I spent some time talking with him on the telephone and have offered our support in what ever form he needs it. I cried, I laughed and I shared…and I went to bed very sad.

Just after my daughter rang to tell me the bad news about her Dad, pathology rang to ask me to come and get my ex-foster daughter (although she is now out of care, she still lives with us). She has been sick for weeks and went back for some follow up tests. While there, she became very ill and could not drive home. My darling partner went to pick her up because I had my hands full with supporting my oldest son.

Partner had to spend the entire morning at the Doctors with our foster daughter because she really was too ill to move. She was put on a saline drip and told that if we weren’t available to help her then she would be hospitalized. We await the results of her tests to find out what is going on.

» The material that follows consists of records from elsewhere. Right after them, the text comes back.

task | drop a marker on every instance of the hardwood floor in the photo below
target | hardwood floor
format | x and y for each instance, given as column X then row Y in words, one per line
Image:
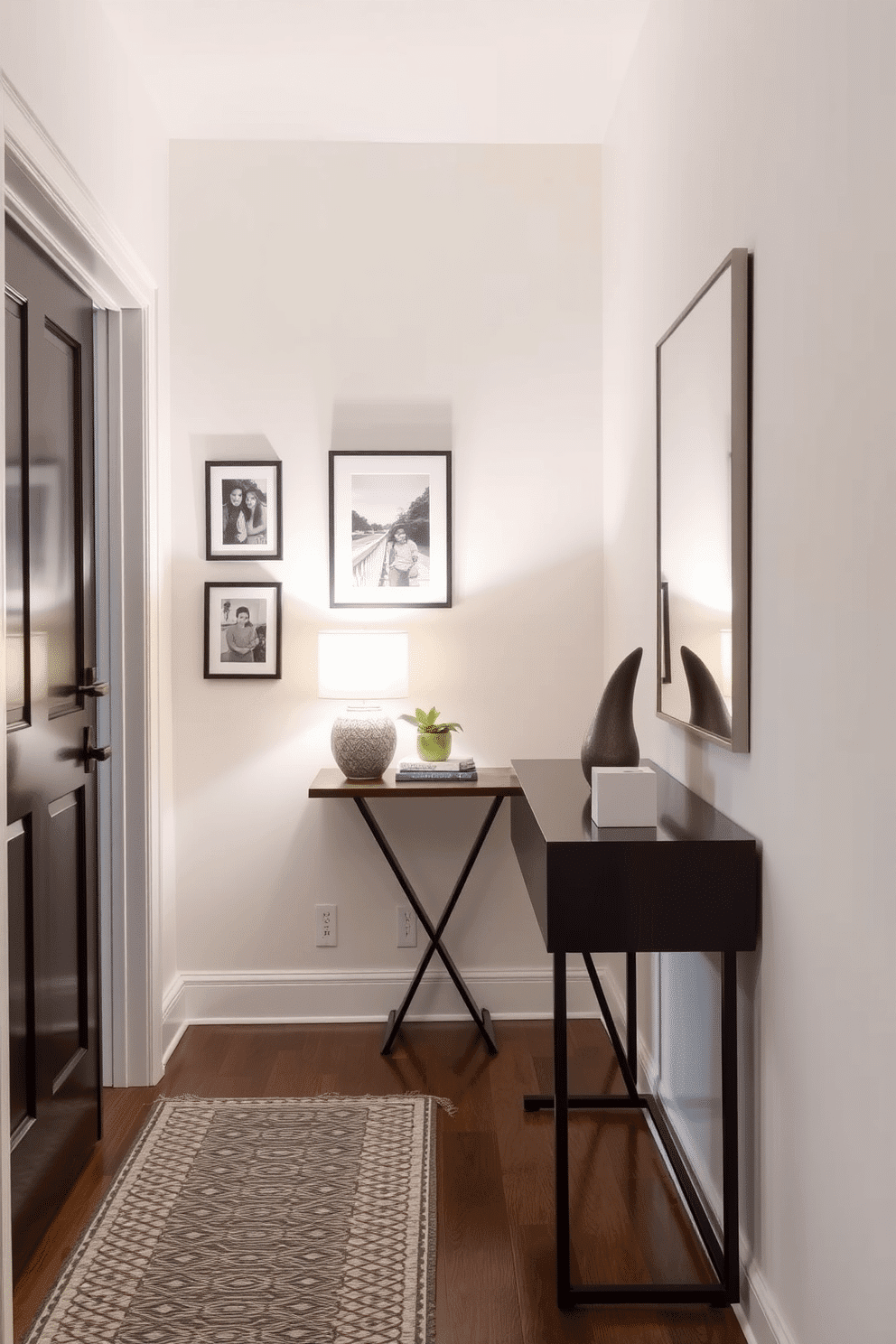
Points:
column 495, row 1179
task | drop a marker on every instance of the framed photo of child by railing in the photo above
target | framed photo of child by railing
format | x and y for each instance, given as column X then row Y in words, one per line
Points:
column 390, row 528
column 243, row 511
column 242, row 630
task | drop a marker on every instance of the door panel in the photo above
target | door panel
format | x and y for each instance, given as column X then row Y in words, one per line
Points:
column 51, row 821
column 16, row 445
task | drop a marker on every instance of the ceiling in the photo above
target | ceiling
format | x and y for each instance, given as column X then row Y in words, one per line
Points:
column 434, row 71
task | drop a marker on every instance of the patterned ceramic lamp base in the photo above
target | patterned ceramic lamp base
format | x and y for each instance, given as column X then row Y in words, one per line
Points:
column 363, row 741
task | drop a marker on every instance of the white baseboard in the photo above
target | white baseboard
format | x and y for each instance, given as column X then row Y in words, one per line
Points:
column 363, row 994
column 369, row 994
column 758, row 1312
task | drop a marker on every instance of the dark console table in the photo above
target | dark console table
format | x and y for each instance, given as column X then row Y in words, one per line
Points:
column 688, row 884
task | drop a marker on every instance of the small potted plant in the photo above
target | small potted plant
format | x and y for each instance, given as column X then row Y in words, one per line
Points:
column 433, row 740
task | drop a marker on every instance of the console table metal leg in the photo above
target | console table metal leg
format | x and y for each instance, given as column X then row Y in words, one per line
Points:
column 631, row 1013
column 480, row 1016
column 730, row 1124
column 562, row 1129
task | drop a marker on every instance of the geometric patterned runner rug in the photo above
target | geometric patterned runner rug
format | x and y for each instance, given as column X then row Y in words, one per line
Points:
column 297, row 1220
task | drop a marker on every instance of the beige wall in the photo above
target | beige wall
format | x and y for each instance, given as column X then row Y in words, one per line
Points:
column 771, row 126
column 378, row 286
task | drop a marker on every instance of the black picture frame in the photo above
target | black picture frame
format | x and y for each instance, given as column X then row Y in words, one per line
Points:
column 372, row 495
column 237, row 531
column 222, row 611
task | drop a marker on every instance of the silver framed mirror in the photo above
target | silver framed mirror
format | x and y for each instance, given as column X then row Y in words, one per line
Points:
column 703, row 511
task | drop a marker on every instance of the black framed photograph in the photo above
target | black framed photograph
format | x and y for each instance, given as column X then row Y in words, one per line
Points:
column 390, row 528
column 243, row 511
column 242, row 630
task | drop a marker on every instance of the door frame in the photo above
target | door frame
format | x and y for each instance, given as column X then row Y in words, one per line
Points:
column 44, row 195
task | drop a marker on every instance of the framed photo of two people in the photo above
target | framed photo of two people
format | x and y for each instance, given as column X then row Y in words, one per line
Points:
column 390, row 540
column 243, row 511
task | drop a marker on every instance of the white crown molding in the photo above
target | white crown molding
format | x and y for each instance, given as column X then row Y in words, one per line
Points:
column 68, row 220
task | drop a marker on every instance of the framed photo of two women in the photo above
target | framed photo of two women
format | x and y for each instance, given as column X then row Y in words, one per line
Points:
column 243, row 511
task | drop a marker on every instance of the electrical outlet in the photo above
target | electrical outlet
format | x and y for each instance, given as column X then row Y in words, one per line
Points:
column 325, row 925
column 406, row 926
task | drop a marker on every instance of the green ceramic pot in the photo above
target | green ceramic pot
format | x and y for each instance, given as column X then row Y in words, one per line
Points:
column 434, row 746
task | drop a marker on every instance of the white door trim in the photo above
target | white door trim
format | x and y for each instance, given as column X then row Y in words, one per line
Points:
column 44, row 195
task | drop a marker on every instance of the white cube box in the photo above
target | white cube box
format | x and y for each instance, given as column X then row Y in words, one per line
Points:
column 623, row 796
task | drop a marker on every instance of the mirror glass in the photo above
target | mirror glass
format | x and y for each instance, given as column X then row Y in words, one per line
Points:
column 703, row 512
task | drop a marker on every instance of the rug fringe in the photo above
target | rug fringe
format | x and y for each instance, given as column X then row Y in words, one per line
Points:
column 443, row 1102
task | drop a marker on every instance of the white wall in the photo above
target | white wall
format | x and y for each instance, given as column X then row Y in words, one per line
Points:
column 380, row 288
column 771, row 126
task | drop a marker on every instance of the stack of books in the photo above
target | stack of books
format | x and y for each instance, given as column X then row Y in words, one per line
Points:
column 413, row 770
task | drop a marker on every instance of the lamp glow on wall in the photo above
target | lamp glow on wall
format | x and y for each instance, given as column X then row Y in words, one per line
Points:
column 367, row 666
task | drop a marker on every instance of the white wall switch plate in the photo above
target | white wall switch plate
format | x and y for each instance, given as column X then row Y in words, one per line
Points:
column 406, row 926
column 623, row 796
column 325, row 925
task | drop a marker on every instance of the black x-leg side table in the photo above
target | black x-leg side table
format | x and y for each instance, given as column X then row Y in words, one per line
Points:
column 493, row 784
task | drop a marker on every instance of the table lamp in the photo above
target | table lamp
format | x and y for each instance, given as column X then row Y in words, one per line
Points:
column 369, row 666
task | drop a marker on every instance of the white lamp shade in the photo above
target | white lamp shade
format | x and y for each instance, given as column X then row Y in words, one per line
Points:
column 361, row 664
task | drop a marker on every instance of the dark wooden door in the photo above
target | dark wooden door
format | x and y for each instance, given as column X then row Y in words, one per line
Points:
column 51, row 823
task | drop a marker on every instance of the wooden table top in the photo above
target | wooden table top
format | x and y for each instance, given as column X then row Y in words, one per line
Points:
column 495, row 781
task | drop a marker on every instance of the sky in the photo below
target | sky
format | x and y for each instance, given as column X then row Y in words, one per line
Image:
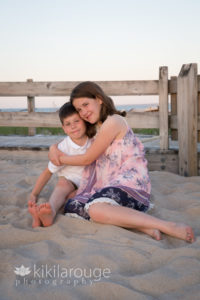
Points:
column 78, row 40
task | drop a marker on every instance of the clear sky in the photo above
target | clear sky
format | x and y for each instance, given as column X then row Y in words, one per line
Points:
column 49, row 40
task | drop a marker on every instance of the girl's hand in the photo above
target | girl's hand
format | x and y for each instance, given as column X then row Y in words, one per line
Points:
column 54, row 154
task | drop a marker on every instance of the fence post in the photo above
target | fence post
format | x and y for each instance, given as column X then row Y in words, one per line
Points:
column 187, row 93
column 163, row 108
column 174, row 132
column 31, row 108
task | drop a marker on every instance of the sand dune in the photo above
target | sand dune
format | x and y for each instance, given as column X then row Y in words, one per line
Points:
column 78, row 259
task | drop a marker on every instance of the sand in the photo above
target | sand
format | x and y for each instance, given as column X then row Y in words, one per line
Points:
column 78, row 259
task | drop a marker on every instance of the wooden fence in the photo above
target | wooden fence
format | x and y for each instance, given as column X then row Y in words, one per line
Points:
column 184, row 118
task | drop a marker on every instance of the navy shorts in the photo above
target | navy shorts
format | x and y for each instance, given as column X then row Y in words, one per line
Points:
column 117, row 195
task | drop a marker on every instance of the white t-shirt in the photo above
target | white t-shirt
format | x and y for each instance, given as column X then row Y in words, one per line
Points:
column 72, row 173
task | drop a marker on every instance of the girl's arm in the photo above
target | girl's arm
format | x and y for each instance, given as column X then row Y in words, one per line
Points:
column 110, row 129
column 40, row 183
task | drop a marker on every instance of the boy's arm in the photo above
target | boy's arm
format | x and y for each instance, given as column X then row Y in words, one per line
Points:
column 40, row 183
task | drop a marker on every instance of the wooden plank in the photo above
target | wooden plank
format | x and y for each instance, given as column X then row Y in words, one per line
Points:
column 173, row 84
column 163, row 108
column 24, row 119
column 31, row 108
column 143, row 119
column 113, row 88
column 187, row 119
column 173, row 122
column 174, row 132
column 198, row 109
column 158, row 161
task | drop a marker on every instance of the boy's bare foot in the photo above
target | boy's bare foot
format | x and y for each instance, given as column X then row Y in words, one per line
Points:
column 182, row 231
column 154, row 233
column 33, row 210
column 46, row 214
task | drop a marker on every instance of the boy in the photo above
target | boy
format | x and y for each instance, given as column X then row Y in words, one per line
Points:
column 76, row 142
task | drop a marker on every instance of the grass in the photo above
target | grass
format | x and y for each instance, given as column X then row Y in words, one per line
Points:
column 59, row 131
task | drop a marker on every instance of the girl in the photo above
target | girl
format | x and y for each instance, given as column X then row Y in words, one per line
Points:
column 115, row 188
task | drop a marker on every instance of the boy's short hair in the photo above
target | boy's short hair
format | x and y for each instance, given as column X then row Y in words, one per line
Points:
column 66, row 110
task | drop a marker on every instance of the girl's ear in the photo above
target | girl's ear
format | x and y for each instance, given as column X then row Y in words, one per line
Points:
column 99, row 100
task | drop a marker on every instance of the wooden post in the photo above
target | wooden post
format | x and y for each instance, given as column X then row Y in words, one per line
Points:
column 163, row 108
column 187, row 93
column 198, row 109
column 174, row 132
column 31, row 108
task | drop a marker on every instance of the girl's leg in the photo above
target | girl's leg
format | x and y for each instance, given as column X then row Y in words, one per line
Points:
column 131, row 218
column 48, row 211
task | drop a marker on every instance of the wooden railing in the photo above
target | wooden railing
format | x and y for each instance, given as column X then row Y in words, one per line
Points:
column 184, row 118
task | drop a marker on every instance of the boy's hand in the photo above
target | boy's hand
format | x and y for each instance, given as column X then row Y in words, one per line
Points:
column 33, row 198
column 54, row 154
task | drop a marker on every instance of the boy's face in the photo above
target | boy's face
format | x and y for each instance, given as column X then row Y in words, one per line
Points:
column 74, row 126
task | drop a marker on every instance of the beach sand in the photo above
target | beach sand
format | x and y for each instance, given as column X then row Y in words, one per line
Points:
column 78, row 259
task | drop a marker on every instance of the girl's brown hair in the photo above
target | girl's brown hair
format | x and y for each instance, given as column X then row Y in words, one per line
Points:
column 91, row 90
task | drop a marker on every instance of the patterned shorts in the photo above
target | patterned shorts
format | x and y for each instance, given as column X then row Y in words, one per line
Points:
column 112, row 195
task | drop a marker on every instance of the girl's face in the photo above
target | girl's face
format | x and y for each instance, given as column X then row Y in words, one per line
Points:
column 88, row 109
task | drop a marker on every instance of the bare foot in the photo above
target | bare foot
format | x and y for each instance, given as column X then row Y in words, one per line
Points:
column 33, row 210
column 154, row 233
column 182, row 231
column 46, row 214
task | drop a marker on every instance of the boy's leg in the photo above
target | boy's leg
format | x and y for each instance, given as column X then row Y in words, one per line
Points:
column 48, row 211
column 131, row 218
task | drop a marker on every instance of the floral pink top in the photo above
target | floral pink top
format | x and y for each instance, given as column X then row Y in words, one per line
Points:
column 122, row 165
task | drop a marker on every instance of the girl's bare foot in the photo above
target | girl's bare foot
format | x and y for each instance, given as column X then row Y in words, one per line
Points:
column 182, row 231
column 46, row 214
column 154, row 233
column 33, row 210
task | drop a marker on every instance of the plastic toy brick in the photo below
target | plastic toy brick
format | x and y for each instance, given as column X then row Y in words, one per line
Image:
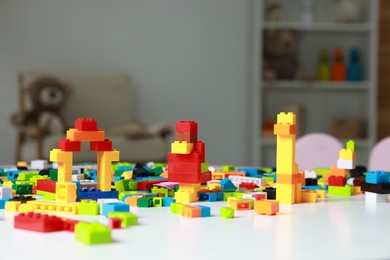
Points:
column 54, row 207
column 241, row 204
column 88, row 207
column 340, row 191
column 145, row 202
column 97, row 194
column 67, row 145
column 226, row 212
column 157, row 202
column 115, row 223
column 376, row 177
column 190, row 211
column 266, row 207
column 93, row 233
column 86, row 124
column 309, row 196
column 38, row 222
column 101, row 146
column 336, row 181
column 127, row 218
column 5, row 192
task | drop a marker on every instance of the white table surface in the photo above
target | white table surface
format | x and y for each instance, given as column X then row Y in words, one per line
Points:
column 338, row 228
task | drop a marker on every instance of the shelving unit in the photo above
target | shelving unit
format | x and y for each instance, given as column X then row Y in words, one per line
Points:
column 321, row 100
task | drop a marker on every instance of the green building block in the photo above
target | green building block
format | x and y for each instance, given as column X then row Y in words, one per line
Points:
column 345, row 191
column 89, row 207
column 53, row 174
column 145, row 202
column 128, row 218
column 93, row 233
column 26, row 176
column 157, row 202
column 226, row 212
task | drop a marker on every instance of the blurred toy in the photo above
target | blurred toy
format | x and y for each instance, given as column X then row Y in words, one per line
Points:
column 323, row 70
column 338, row 67
column 347, row 11
column 354, row 71
column 186, row 162
column 279, row 61
column 274, row 13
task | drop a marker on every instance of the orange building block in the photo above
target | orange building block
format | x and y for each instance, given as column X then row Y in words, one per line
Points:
column 267, row 207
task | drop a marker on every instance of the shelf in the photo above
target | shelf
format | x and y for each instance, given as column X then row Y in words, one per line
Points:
column 316, row 85
column 333, row 27
column 269, row 141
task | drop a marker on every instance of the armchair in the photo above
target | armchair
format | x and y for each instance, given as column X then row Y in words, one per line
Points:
column 105, row 96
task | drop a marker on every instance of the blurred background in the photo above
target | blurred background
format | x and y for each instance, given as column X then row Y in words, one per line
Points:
column 229, row 65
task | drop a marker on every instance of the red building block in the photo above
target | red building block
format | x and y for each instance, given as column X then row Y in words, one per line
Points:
column 101, row 146
column 38, row 222
column 115, row 223
column 67, row 145
column 336, row 181
column 86, row 124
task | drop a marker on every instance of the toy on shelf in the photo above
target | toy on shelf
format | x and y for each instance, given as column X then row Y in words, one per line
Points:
column 338, row 67
column 354, row 72
column 186, row 162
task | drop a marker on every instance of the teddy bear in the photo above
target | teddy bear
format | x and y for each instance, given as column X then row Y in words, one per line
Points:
column 47, row 96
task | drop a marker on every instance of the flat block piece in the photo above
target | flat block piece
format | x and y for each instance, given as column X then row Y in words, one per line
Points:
column 128, row 218
column 85, row 124
column 67, row 145
column 88, row 136
column 376, row 177
column 100, row 146
column 226, row 212
column 284, row 129
column 114, row 207
column 266, row 207
column 89, row 207
column 181, row 147
column 340, row 191
column 93, row 233
column 38, row 222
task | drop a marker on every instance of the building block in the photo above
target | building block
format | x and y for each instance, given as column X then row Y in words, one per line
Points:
column 266, row 207
column 5, row 192
column 340, row 191
column 38, row 222
column 88, row 207
column 86, row 124
column 376, row 177
column 66, row 192
column 115, row 223
column 93, row 233
column 67, row 145
column 226, row 212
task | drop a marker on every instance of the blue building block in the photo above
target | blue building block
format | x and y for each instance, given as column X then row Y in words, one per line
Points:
column 97, row 194
column 227, row 185
column 207, row 196
column 376, row 177
column 205, row 211
column 114, row 207
column 167, row 201
column 13, row 175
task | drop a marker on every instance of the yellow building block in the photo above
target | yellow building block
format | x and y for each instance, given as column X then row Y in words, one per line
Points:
column 182, row 147
column 347, row 154
column 104, row 169
column 309, row 196
column 66, row 192
column 12, row 206
column 90, row 136
column 54, row 207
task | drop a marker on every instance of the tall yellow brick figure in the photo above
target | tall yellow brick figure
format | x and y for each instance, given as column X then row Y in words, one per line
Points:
column 288, row 179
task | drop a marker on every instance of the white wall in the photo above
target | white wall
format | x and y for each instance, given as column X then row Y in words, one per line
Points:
column 188, row 59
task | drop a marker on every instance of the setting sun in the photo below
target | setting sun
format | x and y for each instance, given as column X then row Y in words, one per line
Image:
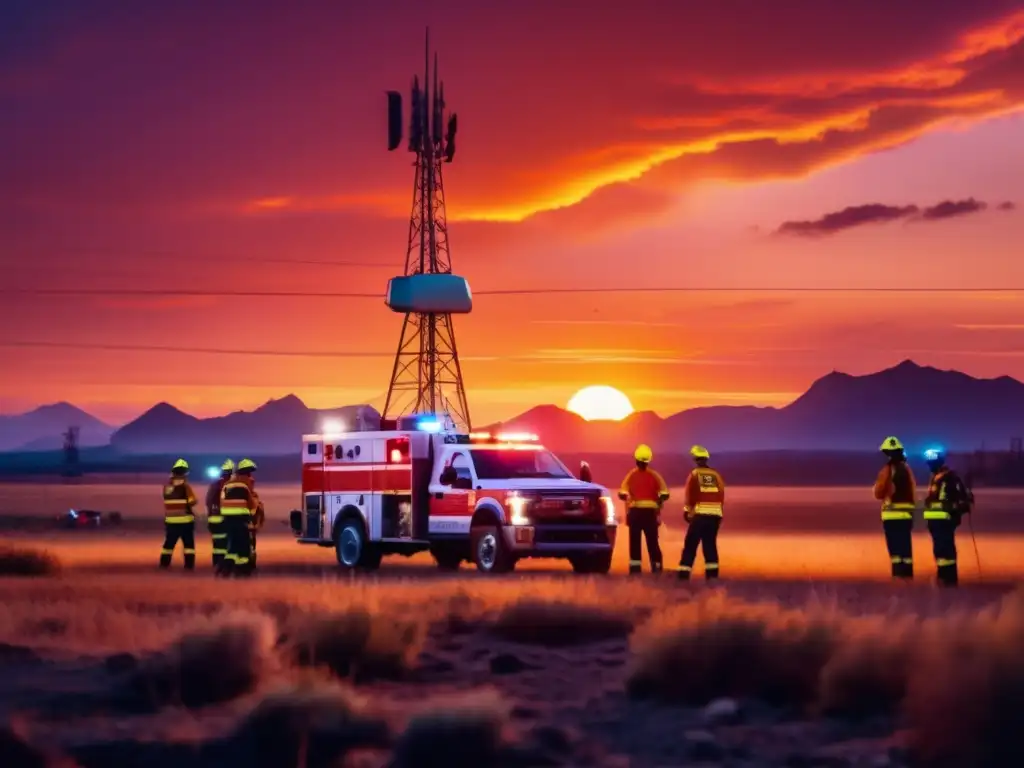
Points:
column 600, row 402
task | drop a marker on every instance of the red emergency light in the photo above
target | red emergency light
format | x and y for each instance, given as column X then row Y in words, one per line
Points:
column 397, row 451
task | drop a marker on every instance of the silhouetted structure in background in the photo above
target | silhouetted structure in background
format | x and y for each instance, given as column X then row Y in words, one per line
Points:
column 72, row 468
column 426, row 365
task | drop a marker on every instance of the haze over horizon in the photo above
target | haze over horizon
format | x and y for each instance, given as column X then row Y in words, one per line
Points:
column 740, row 145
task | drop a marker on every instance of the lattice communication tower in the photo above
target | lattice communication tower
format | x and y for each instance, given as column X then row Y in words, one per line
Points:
column 427, row 377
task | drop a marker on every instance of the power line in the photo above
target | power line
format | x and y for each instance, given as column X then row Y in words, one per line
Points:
column 195, row 350
column 198, row 293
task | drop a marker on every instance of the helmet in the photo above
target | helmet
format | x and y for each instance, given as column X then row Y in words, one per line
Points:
column 891, row 443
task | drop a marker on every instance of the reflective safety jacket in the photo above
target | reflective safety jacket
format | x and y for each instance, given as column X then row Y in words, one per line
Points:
column 897, row 491
column 705, row 493
column 213, row 515
column 178, row 501
column 239, row 497
column 643, row 488
column 947, row 497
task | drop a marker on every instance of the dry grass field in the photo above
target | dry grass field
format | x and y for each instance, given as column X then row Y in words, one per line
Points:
column 804, row 655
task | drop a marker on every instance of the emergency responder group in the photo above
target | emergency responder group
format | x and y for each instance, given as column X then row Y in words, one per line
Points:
column 644, row 493
column 235, row 514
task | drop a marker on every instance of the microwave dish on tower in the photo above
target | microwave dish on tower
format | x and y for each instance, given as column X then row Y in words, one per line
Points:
column 427, row 377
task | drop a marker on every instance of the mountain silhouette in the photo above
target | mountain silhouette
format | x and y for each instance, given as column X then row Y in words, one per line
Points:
column 275, row 427
column 922, row 406
column 43, row 428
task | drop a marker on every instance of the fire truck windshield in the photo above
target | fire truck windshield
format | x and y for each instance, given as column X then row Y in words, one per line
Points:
column 501, row 464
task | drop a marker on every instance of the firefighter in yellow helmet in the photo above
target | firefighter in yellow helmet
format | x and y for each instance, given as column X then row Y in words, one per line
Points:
column 702, row 507
column 644, row 492
column 214, row 520
column 179, row 520
column 240, row 506
column 896, row 488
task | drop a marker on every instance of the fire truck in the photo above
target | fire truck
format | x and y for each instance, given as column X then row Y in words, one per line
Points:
column 488, row 499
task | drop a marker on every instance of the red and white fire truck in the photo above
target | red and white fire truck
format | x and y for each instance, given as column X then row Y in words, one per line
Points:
column 488, row 499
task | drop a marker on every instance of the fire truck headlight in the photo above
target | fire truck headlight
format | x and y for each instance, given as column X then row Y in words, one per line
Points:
column 517, row 509
column 609, row 511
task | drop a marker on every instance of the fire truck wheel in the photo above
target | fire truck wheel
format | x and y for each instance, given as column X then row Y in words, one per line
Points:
column 352, row 549
column 489, row 552
column 592, row 563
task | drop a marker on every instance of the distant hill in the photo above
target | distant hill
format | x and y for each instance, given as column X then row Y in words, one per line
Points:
column 839, row 413
column 43, row 428
column 275, row 427
column 922, row 406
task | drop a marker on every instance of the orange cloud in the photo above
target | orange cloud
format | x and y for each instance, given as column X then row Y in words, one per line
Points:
column 742, row 126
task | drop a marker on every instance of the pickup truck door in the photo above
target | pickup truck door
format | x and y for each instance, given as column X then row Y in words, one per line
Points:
column 452, row 507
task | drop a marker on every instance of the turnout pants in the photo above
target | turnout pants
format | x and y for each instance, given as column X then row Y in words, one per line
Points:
column 900, row 546
column 218, row 537
column 172, row 532
column 642, row 522
column 702, row 530
column 944, row 547
column 239, row 545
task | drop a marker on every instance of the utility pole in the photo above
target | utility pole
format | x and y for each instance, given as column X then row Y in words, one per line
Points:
column 426, row 378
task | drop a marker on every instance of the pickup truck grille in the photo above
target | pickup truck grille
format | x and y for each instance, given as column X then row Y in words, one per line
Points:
column 566, row 507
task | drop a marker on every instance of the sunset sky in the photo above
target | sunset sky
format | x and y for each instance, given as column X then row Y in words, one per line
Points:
column 242, row 145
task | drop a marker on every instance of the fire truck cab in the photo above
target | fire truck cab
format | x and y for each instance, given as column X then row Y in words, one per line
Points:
column 491, row 500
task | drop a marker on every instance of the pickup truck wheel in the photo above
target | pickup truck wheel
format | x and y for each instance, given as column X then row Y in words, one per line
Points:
column 489, row 553
column 352, row 548
column 599, row 562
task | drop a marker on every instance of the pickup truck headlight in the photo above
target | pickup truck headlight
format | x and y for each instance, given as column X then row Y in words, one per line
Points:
column 609, row 511
column 517, row 509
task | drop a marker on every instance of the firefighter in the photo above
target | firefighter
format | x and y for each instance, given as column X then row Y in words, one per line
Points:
column 644, row 492
column 214, row 520
column 946, row 503
column 239, row 505
column 896, row 488
column 179, row 521
column 702, row 507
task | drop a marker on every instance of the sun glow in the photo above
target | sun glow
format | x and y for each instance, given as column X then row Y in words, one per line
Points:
column 600, row 403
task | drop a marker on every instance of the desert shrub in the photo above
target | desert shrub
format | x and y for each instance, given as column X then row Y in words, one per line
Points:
column 560, row 623
column 867, row 673
column 311, row 724
column 207, row 666
column 714, row 647
column 355, row 643
column 964, row 696
column 22, row 561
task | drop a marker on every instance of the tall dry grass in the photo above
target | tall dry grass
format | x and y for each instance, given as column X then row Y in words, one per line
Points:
column 951, row 676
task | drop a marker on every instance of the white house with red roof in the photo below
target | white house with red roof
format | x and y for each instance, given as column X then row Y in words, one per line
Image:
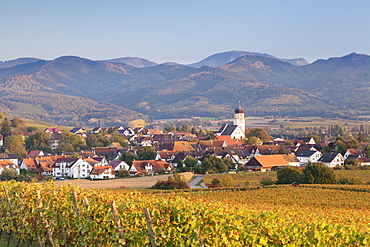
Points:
column 8, row 165
column 71, row 167
column 102, row 172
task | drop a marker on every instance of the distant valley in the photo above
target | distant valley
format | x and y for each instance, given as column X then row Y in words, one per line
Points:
column 72, row 90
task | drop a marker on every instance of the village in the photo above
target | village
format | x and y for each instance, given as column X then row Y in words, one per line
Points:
column 155, row 152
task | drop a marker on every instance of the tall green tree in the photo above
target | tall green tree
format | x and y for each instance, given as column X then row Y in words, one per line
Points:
column 5, row 127
column 15, row 144
column 39, row 141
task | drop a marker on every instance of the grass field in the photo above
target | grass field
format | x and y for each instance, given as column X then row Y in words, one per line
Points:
column 275, row 216
column 254, row 178
column 132, row 183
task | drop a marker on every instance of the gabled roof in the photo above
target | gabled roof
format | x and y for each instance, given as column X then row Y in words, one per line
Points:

Another call: A student of mine died. A mature aged student (45), she had been battling cancer for some time. I spoke with her at Christmas and she said that the tumors had shrunk and she was heading toward being cancer free. I believed her. She had exploratory surgery yesterday and did not come out of the anesthetic.

A friend popped in on the off chance I was available. She burst into tears and told me about how depressed and confused she was. I spent some time with her and made a couple of therapeutic suggestions for her to follow up. As a friend I cannot play therapist, it is unethical. Instead, my friendship manifests as care and wanting to ensure she gets the most appropriate treatment and assistance in her hours of great need. At this time, her need is huge and I would never not help someone. One of my favorite sayings, and life philosophy, comes from Mary McKillop: Never see a need without doing something about it.

And finally, at 8.30pm after I had consumed two glasses of wine, I had a call from a young family friend. He was either as high as a kite or had consumed waaaaaayyyy too much alcohol. He wanted me to drop everything and go and pick him up. He was after a bed for the night and early morning transportation back to an outer Cairns beach. I said “NO WAY!!!!!!!”

Boy had a vicarious lesson in supporting other people in their hour of need and practical experience of how some days, life transpires against the best laid plans of home schooling mothers and step fathers. Happy to be getting out of Math, we instead all sat, overwhelmed, around the table and kneaded our own therapy. Using that marvelous clay, Sculpey, we began producing more frogs and Platypode (plural of Platypus) as wedding favors for our Rainforest Wedding on March 31. That’s them pictured.

How good our beds were last night…and Boy is still sleeping at 9am Saturday morning. Today is a perfect day, the rain has stopped and the sun is shining. I am grateful that I can see and appreciate such a glorious day but my heart is heavy for my children, my ex husband and my friends. Life is short, precious and a gift. Math can be caught up any old day of the week.

1 comment:

Elisheva Hannah Levin said...

Wow.

I sincerely think they had the calendar mixed up down under! It had to have been Friday the 13th.

Hugs and best wishes for a complete healing for all your sick ones.